大の里は敗因について「ああいう相撲になってしまったのが一番の要因」とし「立ち合いは悪くないですし、ちょっとしたところだと思う」と話した。残った感覚はあったのか? 「いや、もうダメっすね」。本人が覚悟していた通り、判定は覆ってしまった。
3日目に今場所初白星。初場所14日目以来171日ぶりの勝利を手にして、復調が見込まれたが、相撲勘は簡単には戻らない。

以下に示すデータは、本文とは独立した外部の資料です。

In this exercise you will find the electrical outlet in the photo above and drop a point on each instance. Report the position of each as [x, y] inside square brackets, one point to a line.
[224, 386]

師匠の二所ノ関親方(元横綱稀勢の里)はこの審判団に加わっていたが、協議の最後はうなずいて勝負判定を受け入れるしかなかった。
九重審判長は、大の里の体勢について「円の外に出ているということ。これは体がない。絶対戻ってこれないでしょう」と説明。豪ノ山が土俵に手を着く前に、大の里は土俵の外に出ていたと判断した。「ビデオ室にも確認しました。『もう一丁あるか?』と聞いたら『ない』と。『間違いないか?』とも聞きました。最後は全員が納得した。本当に間違いがないか、何度もやりました」と慎重な判断だったことを説明した。
決まり手係の甲山親方(元幕内大碇)も「大の里は土俵の外で宙に浮いてた。豪ノ山が手を着く前に。今はそういう判断でやっていますから」と判定の妥当性を口にした。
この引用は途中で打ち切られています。